- American theatrical release poster
- Directed by: Montgomery Tully
- Screenplay by: John C. Higgins
- Based on: Rich Is the Treasure 1952 novel by Maurice Procter
- Produced by: Steven Pallos Charles Leeds
- Starring: Dennis O'Keefe Margaret Sheridan Philip Friend
- Cinematography: Arthur Graham Gordon Lang
- Edited by: Helga Cranston
- Music by: Matyas Seiber
- Color process: Black and white
- Production company: Gibraltar Films
- Distributed by: United Artists
- Release dates: 26 April 1954 (UK); 16 July 1954 (US);
- Running time: 83 minutes
- Country: United Kingdom
- Language: English

= The Diamond (film) =

1954 British film by Montgomery Tully

The Diamond is a 1954 British film noir crime film directed by Montgomery Tully (possibly jointly with Dennis O'Keefe), and starring Dennis O'Keefe, Margaret Sheridan and Philip Friend. The screenplay was by John C. Higgins, based on the 1952 novel Rich Is the Treasure by Maurice Procter. It was released by United Artists in Britain and in America, where it was known as The Diamond Wizard.

It is notable for being Britain's first 3D film, though according to the British Film Institute, it was shown in 3D only once, on 13 September 2006 in Hollywood. Despite the 2006 showing the film was listed on the BFI 75 Most Wanted list of lost films. The 2D film, however, is not lost and can be viewed on Amazon Prime while the restored 3D version was released on Blu-ray in November 2022.

== Plot ==
After a gang pulls off a heist to acquire freshly minted dollars, American Treasury Agent Joe Dennison pursues their trail to London. Dennison and Scotland Yard detective Hector McClaren attempt to break a racket involving the production of synthetic diamonds.

== Production ==
The film was shot at Walton Studios with location filming taking place in London and Hertfordshire. The film's sets were designed by art director Denis Wreford. It was produced by the independent British company Gibraltar Films for release by United Artists.

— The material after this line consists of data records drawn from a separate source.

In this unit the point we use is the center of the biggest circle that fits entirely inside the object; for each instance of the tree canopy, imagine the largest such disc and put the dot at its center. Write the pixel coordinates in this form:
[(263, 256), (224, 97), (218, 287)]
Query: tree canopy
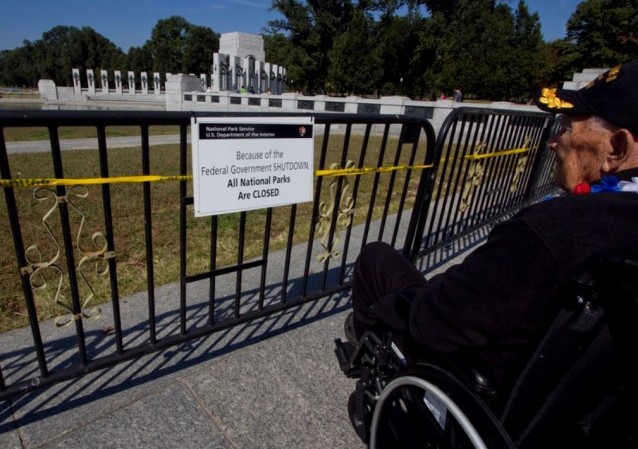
[(491, 49)]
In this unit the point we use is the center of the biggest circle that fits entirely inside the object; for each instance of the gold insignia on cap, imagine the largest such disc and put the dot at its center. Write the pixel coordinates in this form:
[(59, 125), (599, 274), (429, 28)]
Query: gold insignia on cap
[(548, 97)]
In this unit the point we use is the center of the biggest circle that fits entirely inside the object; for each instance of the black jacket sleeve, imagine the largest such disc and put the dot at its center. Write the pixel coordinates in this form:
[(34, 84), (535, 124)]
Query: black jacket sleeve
[(498, 295)]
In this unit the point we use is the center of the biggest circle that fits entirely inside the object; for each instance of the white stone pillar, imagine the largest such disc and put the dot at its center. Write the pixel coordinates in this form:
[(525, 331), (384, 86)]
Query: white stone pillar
[(131, 83), (104, 79), (144, 81), (259, 72), (267, 80), (215, 76), (77, 86), (90, 80), (157, 86), (118, 82)]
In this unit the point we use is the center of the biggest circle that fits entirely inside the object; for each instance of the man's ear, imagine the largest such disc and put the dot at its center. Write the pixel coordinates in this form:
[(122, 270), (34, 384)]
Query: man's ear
[(622, 143)]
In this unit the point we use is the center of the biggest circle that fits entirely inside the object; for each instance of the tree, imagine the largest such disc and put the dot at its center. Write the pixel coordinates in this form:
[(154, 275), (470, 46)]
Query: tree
[(355, 66), (176, 46), (528, 61), (311, 27), (604, 32), (199, 46)]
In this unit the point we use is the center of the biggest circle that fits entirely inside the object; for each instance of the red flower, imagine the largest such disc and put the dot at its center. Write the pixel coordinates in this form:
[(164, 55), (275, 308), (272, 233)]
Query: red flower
[(581, 188)]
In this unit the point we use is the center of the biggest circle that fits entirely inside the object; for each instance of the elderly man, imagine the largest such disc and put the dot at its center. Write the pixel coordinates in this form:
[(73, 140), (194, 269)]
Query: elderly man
[(496, 303)]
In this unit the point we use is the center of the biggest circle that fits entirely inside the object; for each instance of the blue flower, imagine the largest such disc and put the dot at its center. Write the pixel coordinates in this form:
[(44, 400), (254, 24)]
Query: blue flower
[(606, 184)]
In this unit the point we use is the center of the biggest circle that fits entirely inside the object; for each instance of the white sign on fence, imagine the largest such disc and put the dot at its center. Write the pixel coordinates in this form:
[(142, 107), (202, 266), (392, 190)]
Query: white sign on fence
[(245, 163)]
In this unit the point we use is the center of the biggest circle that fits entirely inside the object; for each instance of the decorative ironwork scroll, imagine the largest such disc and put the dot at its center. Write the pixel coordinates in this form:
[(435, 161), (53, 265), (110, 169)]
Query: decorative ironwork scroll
[(44, 272), (474, 178), (343, 206), (521, 163)]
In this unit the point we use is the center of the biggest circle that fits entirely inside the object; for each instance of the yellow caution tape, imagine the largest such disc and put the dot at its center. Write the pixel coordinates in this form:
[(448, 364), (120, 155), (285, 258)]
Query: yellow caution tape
[(50, 182), (363, 170), (497, 154)]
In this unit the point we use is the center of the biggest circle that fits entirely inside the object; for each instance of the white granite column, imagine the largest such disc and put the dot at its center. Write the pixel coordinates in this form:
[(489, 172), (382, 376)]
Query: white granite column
[(104, 77), (118, 82), (131, 83), (91, 80), (77, 86), (144, 81), (157, 87)]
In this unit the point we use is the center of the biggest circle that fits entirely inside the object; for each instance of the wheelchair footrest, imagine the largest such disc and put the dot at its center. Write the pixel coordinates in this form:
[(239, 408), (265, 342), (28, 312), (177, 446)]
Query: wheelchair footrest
[(344, 352)]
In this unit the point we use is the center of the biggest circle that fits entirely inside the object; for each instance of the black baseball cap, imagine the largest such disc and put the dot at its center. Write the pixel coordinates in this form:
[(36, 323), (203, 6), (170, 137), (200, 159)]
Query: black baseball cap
[(612, 96)]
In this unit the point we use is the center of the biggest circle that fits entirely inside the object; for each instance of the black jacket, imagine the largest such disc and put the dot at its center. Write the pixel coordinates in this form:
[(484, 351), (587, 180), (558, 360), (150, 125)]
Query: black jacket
[(504, 294)]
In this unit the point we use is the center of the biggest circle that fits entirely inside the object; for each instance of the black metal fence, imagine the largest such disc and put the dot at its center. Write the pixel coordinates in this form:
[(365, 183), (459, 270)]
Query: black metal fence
[(95, 233)]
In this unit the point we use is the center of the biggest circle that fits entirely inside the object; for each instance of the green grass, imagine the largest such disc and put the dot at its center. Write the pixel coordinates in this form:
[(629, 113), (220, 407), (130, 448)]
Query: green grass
[(129, 221), (79, 132)]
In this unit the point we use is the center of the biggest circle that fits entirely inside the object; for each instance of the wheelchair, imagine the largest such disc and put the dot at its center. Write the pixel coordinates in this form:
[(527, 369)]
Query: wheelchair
[(577, 390)]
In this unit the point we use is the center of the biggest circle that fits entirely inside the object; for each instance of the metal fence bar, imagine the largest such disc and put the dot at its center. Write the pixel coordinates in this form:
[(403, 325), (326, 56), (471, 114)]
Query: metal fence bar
[(489, 162)]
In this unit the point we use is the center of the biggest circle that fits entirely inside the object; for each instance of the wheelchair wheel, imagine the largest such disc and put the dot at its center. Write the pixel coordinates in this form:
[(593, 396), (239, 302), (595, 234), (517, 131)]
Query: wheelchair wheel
[(426, 407)]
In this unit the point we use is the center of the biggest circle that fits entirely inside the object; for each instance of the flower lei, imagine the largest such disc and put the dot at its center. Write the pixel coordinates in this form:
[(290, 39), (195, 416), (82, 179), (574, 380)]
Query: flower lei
[(608, 184)]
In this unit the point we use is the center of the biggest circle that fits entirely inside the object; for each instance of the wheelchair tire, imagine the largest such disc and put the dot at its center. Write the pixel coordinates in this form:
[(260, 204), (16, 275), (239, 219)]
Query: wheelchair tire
[(426, 407)]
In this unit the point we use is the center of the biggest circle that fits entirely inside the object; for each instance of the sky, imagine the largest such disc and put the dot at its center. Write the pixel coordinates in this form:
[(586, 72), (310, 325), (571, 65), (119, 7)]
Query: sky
[(129, 23)]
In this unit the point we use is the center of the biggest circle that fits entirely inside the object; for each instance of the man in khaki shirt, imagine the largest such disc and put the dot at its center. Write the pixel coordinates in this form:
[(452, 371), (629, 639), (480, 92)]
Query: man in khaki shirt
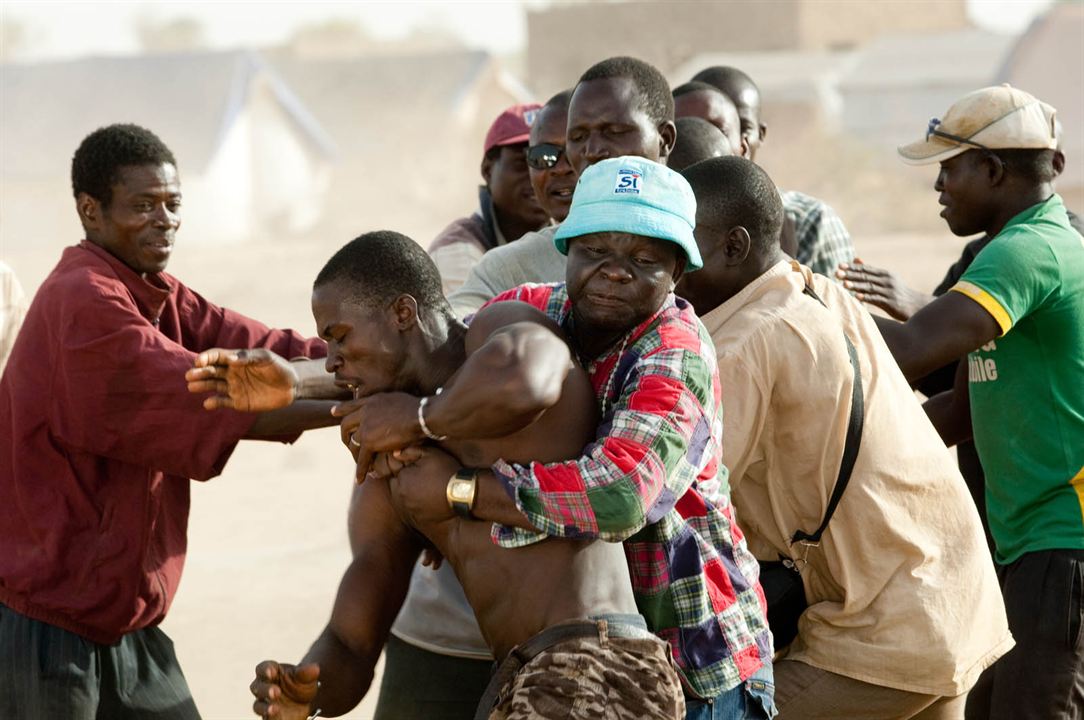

There is conflicting information about who directed The Diamond. According to the British Film Institute website the British release credited British B-picture veteran Montgomery Tully as director, while the US release credited the film's American star, Dennis O'Keefe. However, the US print viewed by the reviewer of the American Film Institute Catalog of Motion Pictures credits Tully, while a YouTube video with the opening credits of a print bearing the British release title credits O'Keefe.

==Critical reception==
Monthly Film Bulletin said "The deeply involved plot is strewn with red herrings to such an extent that the film becomes more baffling than entertaining, and never rises above commonplace B picture level. The Diamond was originally shot in 3-D, but the version shown is flat."

Kine Weekly said "The picture, originally made in 3-D, very nearly talks itself to a standstill during the early stages, but allows no grass to grow under its feet as it approaches its vivid pyrotechnic climax. Flames lick the good and the bad lads, and few will resist cheering when the rescue party puts in an appearance and the villain is consumed in the inferno. The leading characters display admirable composure in the most testing circumstances, and the stout portrayals of Dennis O'Keefe, Philip Friend and Margaret Sheridan as Joe, McClaren and Marlene, do much to mellow the rough stuff. Authentic Scotland Yard detail, too, acts as a cushion. In a word, "The Diamond " should cut some ice with the crowd, if not the intelligentsia."

In British Sound Films: The Studio Years 1928–1959 David Quinlan rated the film as "average", writing: "Intricately developed thriller, though only the end is exciting. Originally made for 3D, but shown 'flat'."

Leslie Halliwell said: "Leaden cops-and-robbers which went out on the bottom of the bill instead of being shown in three dimensions."

The Radio Times Guide to Films gave the film 2/5 stars, writing: "A rare UK venture into 3D, this crime programme filler was shot in a process called Spacemaster. ... Mostly shown in its flat format, the film was jointly directed by its star and Montgomery Tully, who was something of a dab hand at atmosphere-free mysteries."